I actually forgot about the modern PPC macOS themes (made by the PPCAppStore person as well), so thanks for reminding me!


Quite a few of the themes came packaged as ThemePark and Magnifique plugins, while others had DMG installers (so just like installing an app), and others need manual installation.

However, at the end of the day they are all fancy packages for the three files that allow you to them Mac OS X; SArtFile.bin, ArtFile.bin and Extras2.rsrc. For the themes that came in ThemePark and/or Magnifique packages, I plan to include seperate downloads for their app packages, and the plain theme files.

It is in theory possible to write a simple script/app to backup the default files, install the plain theme files into their correct location, and finally send a log off command to the system.
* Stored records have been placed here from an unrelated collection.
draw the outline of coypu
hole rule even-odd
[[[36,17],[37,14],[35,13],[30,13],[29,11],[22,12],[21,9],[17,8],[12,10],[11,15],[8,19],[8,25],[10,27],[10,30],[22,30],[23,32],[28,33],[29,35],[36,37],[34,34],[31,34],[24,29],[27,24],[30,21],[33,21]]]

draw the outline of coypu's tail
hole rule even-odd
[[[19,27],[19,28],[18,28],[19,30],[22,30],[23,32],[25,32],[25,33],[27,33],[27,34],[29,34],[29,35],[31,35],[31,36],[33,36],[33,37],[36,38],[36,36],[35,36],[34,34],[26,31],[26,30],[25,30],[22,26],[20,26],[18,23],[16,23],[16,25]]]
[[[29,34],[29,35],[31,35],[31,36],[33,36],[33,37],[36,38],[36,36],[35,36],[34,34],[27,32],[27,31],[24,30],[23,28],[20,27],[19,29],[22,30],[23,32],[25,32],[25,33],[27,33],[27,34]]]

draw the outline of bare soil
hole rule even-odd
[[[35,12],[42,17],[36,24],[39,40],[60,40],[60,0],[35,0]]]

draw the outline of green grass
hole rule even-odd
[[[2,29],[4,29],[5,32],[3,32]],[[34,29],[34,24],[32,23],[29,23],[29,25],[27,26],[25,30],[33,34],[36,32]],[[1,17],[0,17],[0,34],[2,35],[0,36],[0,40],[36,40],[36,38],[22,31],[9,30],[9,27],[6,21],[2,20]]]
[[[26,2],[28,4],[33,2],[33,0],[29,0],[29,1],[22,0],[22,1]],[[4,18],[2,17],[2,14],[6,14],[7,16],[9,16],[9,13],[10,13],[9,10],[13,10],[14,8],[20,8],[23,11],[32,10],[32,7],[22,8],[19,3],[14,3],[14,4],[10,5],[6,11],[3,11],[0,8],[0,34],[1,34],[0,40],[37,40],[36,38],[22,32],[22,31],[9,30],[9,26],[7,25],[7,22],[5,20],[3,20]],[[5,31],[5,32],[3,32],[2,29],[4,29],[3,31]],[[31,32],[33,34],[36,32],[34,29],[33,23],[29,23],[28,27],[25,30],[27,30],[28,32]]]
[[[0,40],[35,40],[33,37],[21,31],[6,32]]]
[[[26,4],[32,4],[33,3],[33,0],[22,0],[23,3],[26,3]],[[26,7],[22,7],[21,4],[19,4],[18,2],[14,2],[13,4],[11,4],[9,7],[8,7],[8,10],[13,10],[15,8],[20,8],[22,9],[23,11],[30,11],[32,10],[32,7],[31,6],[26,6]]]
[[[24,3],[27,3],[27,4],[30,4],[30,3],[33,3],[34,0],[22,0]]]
In terms of mixing and matching themes, once again in theory that can be done, however that requires manually editing those three files, and hoping that it won't screw up the OS.
For the record, Magnifique works on Snow Leopard. You probably know that, I'm just stating it for anyone else. The app will throw up an Applescript error, but it functions correctly nonetheless.
 
For the record, Magnifique works on Snow Leopard. You probably know that, I'm just stating it for anyone else. The app will throw up an Applescript error, but it functions correctly nonetheless.
Black Mac OS X for Magnifique does work on Snow Leopard, however not all themes do. During the testing that I was doing yesterday, I found a couple 10.5 Magnfique themes that when applied will make you think the OS had a seizure. That's why backing up the default files is very important.